Hurricane Drill Focuses on Readiness, Preparation
Navy News Service
Story Number: NNS110505-14
By Mass Communication Specialist Seaman Dion Dawson, National Naval Medical Center Public Affairs
BETHESDA, Md. (NNS) -- As hurricane season approaches, June through November, Naval Support Activity Bethesda (NSAB), Md., and the National Naval Medical Center participated in the Navy's Hurricane Exercise (HURREX)/Citadel Gale 2011, April 29.
Drilling as though an actual hurricane was tracking towards Bethesda, emergency officials activated the Emergency Operations Center (EOC) from which they released multiple reports of damage and coordinated necessary assistance, said Ronald Kunz, installation emergency manager for NSAB.
During an emergency, command leaders gather in the EOC to assess the destruction, seeking to minimize casualties and further damage. As a supervisor during last week's drill, Kunz said he answered questions and offered guidance to other drill participants.
"We sent out briefing sheets [to exercise participants in advance] explaining what their job entails. They all did their homework and [were] ready to go," said Kunz.
The main goal was for everyone to learn their responsibilities and work together as a team, said Navy Master-At-Arms Chief Robert Hebron, deputy security officer for NSAB.
"Our main focus is to accommodate patients, staff and visitors and help them through any event that takes place," said Hebron. "I am very confident that the staff within the security department, as well as on the installation is very well suited to handle any type of severe weather, natural or man-made disaster that takes place on the installation. I was very pleased with how well we all interacted. We were able to actually take in the scenario, damage and all, and respond as if the situation was happening."
During an emergency, it's important to remember the safety of patients and staff members are a priority, said Robert Hill, a fire inspector for NSAB's Fire and Emergency Services.
"As a firefighter, we are called [on] for a lot of [situations] and deal with a lot of front line information, so my concern was the reaction. To be able to facilitate the problem with little error and minor additional issues is great," he said, adding, "We don't want the tenants of the facility affected in a negative manner [in an emergency]. It's very important that we do this [exercise] now so when inclement weather approaches, the response and readiness will already be established."

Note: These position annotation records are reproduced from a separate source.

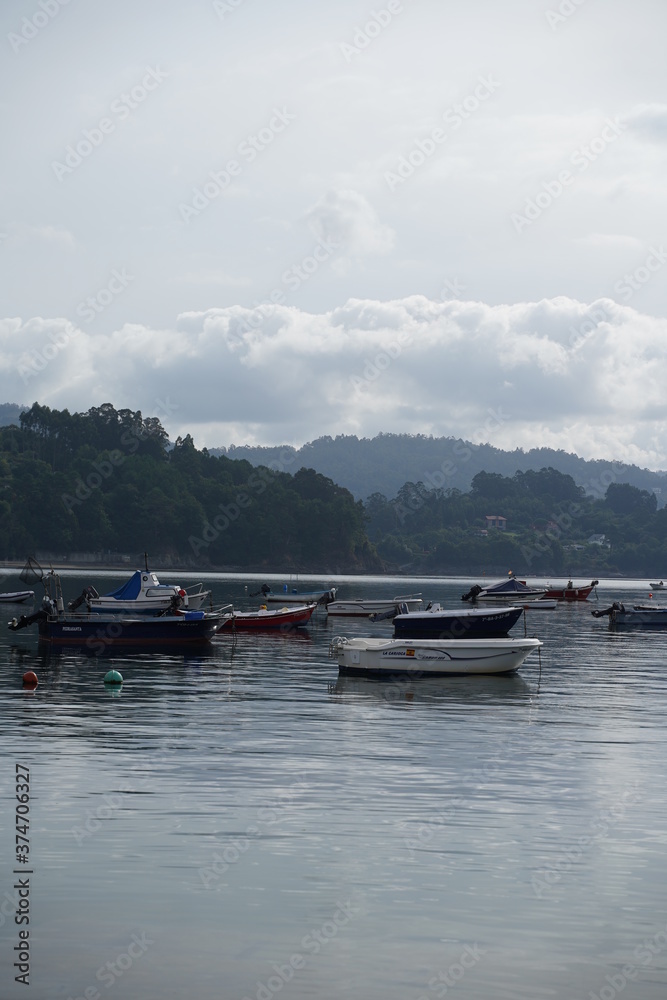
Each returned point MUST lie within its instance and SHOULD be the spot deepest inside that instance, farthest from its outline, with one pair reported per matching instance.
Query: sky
(268, 222)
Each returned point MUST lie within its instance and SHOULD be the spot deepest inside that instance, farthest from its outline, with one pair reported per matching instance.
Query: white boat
(357, 607)
(430, 657)
(142, 594)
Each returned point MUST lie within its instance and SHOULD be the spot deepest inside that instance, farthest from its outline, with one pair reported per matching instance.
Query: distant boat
(571, 593)
(266, 618)
(17, 597)
(358, 607)
(430, 657)
(468, 623)
(296, 596)
(635, 616)
(511, 591)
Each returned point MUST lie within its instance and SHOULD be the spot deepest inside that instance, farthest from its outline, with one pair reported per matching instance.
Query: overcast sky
(264, 222)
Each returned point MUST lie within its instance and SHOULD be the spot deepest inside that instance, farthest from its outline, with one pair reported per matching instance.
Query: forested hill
(383, 464)
(107, 481)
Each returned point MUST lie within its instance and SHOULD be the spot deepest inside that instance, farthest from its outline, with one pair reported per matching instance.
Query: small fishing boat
(636, 616)
(142, 594)
(283, 619)
(296, 596)
(17, 597)
(97, 631)
(469, 623)
(571, 593)
(430, 657)
(384, 607)
(511, 591)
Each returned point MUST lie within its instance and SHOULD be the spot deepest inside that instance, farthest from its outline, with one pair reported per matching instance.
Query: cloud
(583, 377)
(347, 218)
(650, 122)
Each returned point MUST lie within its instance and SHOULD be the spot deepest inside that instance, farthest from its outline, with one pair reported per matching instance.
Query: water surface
(243, 822)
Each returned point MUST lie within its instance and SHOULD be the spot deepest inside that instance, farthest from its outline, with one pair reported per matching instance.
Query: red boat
(277, 618)
(571, 593)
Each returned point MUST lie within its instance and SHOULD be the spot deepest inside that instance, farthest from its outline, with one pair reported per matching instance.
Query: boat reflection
(479, 688)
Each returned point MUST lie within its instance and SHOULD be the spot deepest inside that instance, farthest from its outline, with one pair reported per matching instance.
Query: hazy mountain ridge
(383, 464)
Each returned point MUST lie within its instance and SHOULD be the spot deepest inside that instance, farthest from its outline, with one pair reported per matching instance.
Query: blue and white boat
(142, 594)
(100, 630)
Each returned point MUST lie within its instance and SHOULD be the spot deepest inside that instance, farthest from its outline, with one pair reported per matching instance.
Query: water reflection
(498, 689)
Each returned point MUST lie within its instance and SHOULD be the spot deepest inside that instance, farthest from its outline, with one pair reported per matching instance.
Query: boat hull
(571, 593)
(651, 619)
(305, 597)
(363, 609)
(469, 624)
(17, 597)
(282, 620)
(424, 657)
(95, 631)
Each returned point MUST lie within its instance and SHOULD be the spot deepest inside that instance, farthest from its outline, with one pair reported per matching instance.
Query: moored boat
(283, 619)
(470, 623)
(432, 657)
(511, 591)
(296, 596)
(17, 597)
(571, 593)
(360, 608)
(142, 594)
(100, 630)
(635, 616)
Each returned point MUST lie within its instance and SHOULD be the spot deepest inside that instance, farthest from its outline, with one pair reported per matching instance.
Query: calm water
(243, 823)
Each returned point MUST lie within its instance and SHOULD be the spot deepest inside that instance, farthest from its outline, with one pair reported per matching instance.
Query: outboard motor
(86, 594)
(472, 593)
(15, 624)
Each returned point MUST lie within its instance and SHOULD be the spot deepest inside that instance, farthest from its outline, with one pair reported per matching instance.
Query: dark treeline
(384, 463)
(107, 480)
(553, 527)
(110, 481)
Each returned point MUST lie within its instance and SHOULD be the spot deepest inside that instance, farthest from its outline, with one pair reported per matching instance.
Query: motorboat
(511, 591)
(430, 657)
(17, 597)
(293, 596)
(99, 630)
(382, 607)
(645, 616)
(571, 593)
(284, 619)
(142, 594)
(469, 623)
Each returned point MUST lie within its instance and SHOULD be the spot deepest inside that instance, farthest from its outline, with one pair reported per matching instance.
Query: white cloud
(583, 377)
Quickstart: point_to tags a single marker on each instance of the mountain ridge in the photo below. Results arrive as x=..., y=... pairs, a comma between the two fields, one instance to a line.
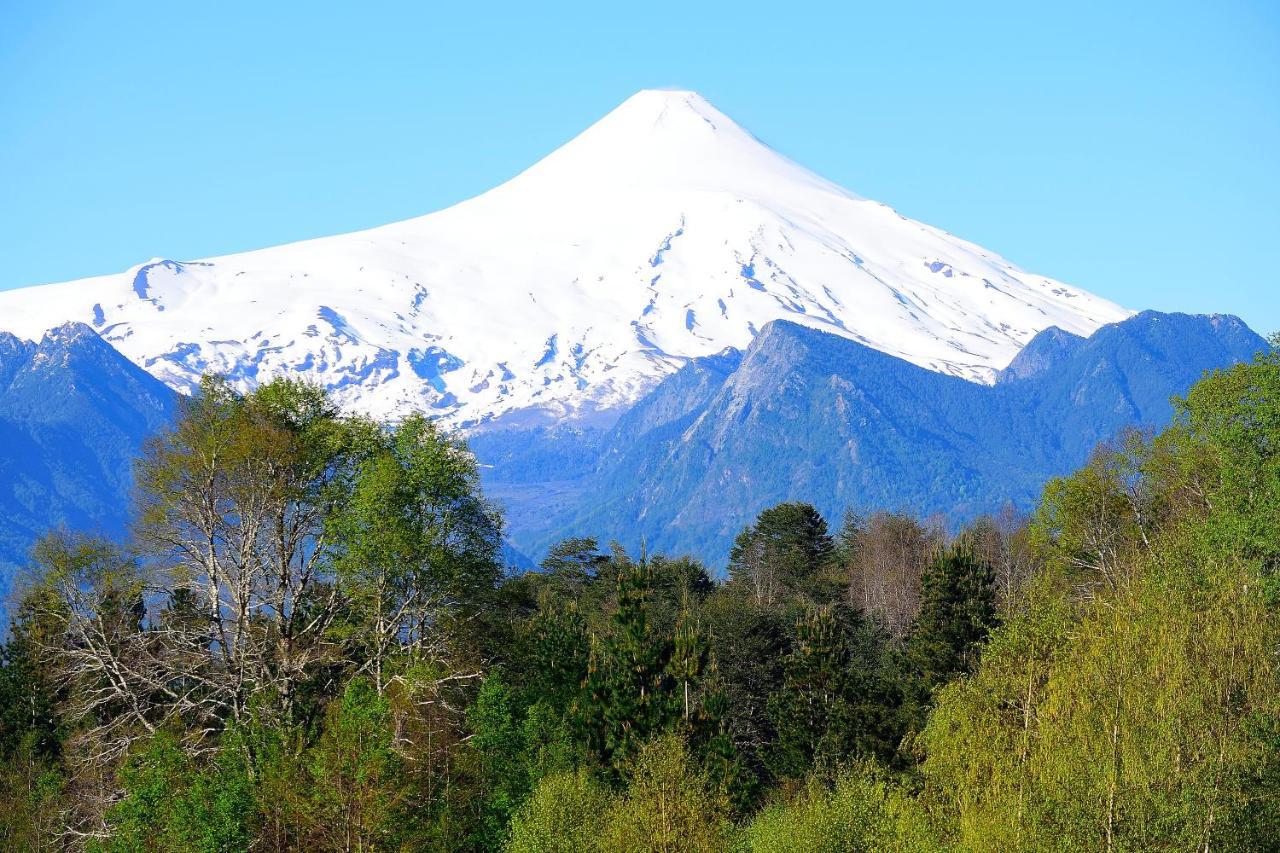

"I've been through this [type of training] before, and I just want everyone to remember this is a learning experience. The great thing is the command staff here communicates at a great level. Communication flowed back and forth, almost flawlessly," said Hill.
"I was extremely pleased with how well everybody worked," said Kunz. "The communication was excellent. Communication is usually the biggest problem, but the team today worked very well. When problems presented themselves, the EOC quickly addressed them, routed them throughout the teams and they were able to come up with good solutions. The teams were able to maintain excellent logs, which then made the team members aware of everything that was happening. The whole group was informed and that only makes it easier moving forward."
"This is one of many drills we're going to have moving forward," Kunz added. "This is a start. As the years go on, we are going to involve the entire base and installation. With the added success brings the anticipation for bigger and better things in the future."